Prep 5 mins
Cook 45 mins
Adapted from Mark Bittman’s recipe in the New York Times. Note that this makes approximately 6 farinata - it really depends on the size of the skillet you use and how thick or thin you end up liking them.
- 1 cup chickpea flour (available at healthfood shops)
- 1 3⁄4 cups lukewarm water
- 2 teaspoons kosher salt (or to taste)
- 2 tablespoons olive oil, plus more (for cooking)
- Whisk chickpea flour, salt, and water until no lumps remain. Whisk in 2 tblsps olive oil. Cover and set aside at room temperature overnight.
- Preheat oven to 450°F.
- Put a well-seasoned cast iron (or non-stick) skillet in the oven to warm up for 5 minutes. Add a little olive oil to the skillet (enough to generously coat the bottom) and return to the oven for 2 more minutes.
- Whisk the batter well before using.

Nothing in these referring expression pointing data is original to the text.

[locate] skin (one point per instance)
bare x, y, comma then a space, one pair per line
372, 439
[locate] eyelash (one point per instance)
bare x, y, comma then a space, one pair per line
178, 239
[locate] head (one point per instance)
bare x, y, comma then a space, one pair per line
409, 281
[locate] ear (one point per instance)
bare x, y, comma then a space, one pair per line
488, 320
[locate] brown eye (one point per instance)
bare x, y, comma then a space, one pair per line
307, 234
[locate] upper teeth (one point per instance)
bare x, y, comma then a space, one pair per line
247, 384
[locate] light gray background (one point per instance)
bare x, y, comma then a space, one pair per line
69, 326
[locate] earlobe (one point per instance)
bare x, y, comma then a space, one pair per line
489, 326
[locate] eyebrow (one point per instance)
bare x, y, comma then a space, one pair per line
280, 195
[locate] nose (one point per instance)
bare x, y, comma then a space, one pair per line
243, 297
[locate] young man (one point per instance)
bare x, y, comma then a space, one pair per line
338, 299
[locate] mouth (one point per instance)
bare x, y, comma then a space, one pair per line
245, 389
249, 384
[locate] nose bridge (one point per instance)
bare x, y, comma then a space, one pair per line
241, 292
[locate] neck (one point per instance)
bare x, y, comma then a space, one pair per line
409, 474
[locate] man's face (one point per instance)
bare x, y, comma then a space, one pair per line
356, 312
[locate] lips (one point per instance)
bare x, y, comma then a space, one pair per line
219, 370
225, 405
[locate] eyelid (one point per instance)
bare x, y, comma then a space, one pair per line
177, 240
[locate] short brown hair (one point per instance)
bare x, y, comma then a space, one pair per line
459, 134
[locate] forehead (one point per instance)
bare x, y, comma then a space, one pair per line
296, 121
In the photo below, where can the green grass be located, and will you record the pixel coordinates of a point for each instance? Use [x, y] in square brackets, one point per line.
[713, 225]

Pour in enough batter to cover the bottom of the skillet and form 3mm thick layer (about 3 times the thickness of a crepe). The batter will sizzle. Place the pan in the oven, and cook until the pancake is dry on top and solid in the center when you nick it with a knife, about 12 minutes.

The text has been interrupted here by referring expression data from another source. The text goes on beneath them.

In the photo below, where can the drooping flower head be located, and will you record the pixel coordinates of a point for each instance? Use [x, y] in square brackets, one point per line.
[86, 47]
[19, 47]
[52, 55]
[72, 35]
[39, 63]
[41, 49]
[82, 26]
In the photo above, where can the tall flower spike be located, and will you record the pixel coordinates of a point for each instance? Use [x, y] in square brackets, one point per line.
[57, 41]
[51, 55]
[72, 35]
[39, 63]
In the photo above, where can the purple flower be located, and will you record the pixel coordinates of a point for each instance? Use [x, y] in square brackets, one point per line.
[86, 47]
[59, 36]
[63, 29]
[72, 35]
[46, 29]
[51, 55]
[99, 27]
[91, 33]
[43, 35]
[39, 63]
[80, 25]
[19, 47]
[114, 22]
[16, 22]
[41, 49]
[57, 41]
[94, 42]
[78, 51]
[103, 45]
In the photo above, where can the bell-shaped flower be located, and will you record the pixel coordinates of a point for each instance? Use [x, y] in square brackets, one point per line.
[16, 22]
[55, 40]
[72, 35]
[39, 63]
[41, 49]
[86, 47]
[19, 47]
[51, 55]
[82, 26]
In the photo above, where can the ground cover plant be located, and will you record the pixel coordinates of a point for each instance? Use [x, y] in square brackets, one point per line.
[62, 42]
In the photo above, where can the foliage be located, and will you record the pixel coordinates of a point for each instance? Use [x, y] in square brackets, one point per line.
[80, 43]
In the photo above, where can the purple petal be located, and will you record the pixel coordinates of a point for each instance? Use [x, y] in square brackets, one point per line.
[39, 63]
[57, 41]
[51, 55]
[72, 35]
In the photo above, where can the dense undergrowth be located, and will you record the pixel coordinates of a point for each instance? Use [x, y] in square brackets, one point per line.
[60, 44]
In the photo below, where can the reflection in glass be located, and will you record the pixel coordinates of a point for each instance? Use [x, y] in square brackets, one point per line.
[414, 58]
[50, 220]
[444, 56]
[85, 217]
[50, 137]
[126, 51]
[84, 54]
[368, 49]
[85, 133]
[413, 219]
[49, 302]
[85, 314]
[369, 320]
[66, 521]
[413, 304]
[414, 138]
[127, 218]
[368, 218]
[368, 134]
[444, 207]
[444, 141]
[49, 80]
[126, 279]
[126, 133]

- Carefully remove farinata to a plate, add more oil to the pan and repeat with the rest of the batter. Serve as soon as farinata is out of the pan, or put on a cookie sheet in one layer and warm up in the oven after you finish the batter.

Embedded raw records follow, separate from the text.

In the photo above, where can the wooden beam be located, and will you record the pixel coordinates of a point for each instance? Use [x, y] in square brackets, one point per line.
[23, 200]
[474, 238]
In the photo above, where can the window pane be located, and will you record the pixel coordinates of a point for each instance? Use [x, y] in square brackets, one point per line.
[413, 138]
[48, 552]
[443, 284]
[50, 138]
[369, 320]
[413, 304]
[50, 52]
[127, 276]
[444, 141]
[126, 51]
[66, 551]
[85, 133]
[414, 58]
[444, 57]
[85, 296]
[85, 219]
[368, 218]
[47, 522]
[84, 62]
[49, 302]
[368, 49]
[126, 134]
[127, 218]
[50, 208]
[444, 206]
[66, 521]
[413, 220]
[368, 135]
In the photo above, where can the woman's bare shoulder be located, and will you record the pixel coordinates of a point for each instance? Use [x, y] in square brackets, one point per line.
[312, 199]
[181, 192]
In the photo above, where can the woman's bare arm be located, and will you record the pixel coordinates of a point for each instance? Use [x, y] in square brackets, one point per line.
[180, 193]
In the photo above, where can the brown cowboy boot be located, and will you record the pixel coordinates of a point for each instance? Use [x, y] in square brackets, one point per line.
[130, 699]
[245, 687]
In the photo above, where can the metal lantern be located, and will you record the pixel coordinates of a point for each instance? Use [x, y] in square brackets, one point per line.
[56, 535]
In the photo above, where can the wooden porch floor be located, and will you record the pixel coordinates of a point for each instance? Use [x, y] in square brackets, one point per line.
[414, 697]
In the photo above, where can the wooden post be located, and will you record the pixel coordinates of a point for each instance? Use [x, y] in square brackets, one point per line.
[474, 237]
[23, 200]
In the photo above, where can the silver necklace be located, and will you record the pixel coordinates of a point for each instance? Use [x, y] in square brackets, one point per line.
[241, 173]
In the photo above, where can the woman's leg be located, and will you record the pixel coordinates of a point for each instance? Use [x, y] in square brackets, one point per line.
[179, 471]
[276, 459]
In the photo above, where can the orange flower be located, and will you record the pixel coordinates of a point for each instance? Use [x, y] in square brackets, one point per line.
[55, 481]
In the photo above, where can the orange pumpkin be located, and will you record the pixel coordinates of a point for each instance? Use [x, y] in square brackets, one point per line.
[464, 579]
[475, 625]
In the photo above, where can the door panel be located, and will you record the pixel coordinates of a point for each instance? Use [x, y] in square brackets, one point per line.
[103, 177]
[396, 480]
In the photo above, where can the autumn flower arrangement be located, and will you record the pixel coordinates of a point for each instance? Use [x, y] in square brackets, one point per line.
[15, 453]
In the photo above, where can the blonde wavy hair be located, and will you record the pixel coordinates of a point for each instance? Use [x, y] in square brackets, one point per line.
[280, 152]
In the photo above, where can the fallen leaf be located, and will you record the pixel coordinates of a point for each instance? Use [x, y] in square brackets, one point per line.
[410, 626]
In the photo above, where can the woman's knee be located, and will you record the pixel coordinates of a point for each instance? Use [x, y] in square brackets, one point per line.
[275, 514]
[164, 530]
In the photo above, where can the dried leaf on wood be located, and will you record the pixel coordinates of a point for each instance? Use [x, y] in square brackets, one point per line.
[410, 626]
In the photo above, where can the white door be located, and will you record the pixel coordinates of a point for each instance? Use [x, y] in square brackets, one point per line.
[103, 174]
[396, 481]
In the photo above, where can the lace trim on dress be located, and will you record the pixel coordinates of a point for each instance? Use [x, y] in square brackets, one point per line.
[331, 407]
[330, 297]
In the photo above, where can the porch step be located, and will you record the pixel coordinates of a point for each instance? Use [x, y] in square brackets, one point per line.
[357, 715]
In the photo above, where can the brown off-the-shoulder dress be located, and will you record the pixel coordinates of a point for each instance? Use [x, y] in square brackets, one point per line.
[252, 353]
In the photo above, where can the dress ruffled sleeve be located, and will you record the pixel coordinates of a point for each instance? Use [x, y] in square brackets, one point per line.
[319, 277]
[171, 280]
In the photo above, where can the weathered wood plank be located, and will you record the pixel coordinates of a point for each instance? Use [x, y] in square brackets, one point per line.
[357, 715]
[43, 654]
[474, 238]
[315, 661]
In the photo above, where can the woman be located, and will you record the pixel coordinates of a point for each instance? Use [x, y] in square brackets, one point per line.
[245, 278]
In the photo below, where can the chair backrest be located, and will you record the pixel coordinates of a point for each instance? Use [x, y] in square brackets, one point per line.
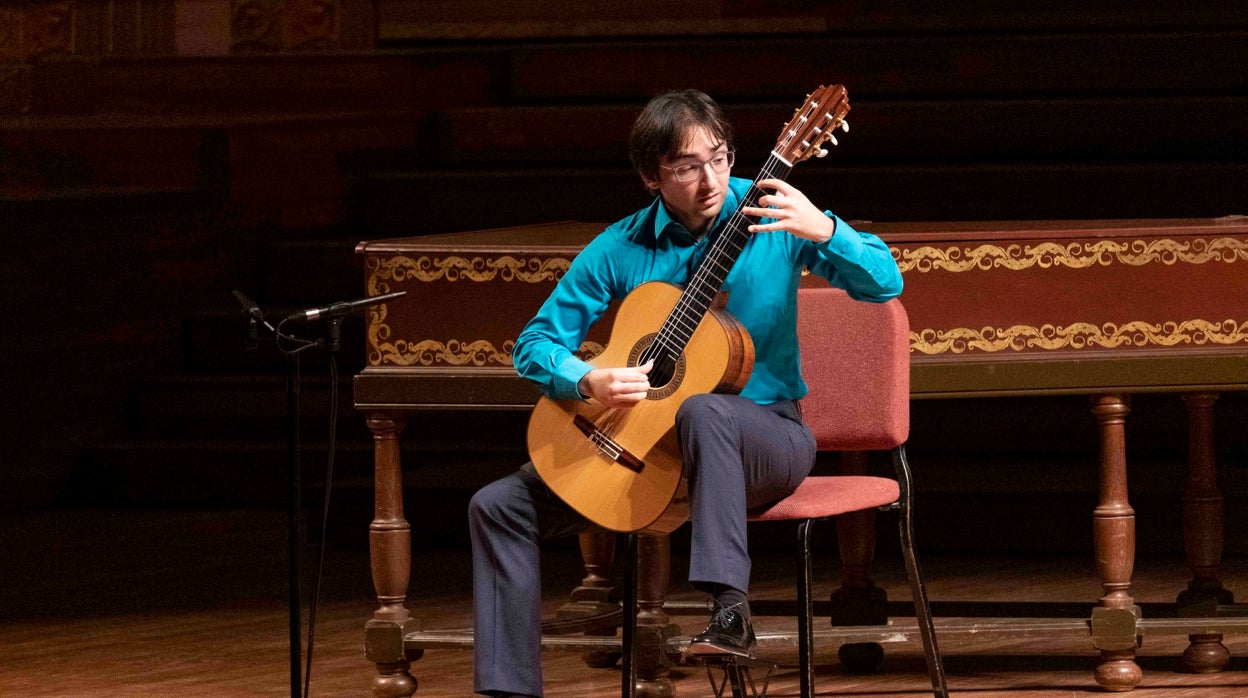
[855, 357]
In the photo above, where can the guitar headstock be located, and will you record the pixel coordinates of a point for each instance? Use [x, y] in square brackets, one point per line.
[814, 124]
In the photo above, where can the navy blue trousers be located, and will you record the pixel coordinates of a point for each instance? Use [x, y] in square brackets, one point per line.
[738, 456]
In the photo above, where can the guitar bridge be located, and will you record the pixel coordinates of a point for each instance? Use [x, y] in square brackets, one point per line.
[607, 446]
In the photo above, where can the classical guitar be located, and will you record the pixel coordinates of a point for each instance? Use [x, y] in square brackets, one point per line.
[620, 467]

- Cut into wedges and serve as a snack. Or fill with all kinds of savory goodies like a crêpe.
I set out to make one of our beloved favorites from Liguria and was happy to find this recipe. I tweaked it a little based on how I thought I could make it most like what we have enjoyed in Italy. In an effort to try replicate how they are made over there, I increased the oven temp to 550 and put the cast iron pan on top of a pizza stone. I found that this did make 3 farinata. We made the first one too thin, and heated the oil in the oven, and most of it burned. So the subsequent ones were better when we didn't heat the oil (and used less - a half tablespoon per batch worked perfectly), and used almost a cup of batter. I used 3/4 tsp of regular salt, and it was just the right salty for us. I also sprinkled caramelized onion over the batter of some of them, and that was a great addition. I let the batter sit for one hour. It was fine - the texture and consistency (of the last one, which we also broiled for 2 minutes at the end to brown the center) was perfect. We love farinata and with a tiny bit of tweaking this worked out just as we had hoped - delicious! A side note: It is easy to find chickpea flour at Indian stores here.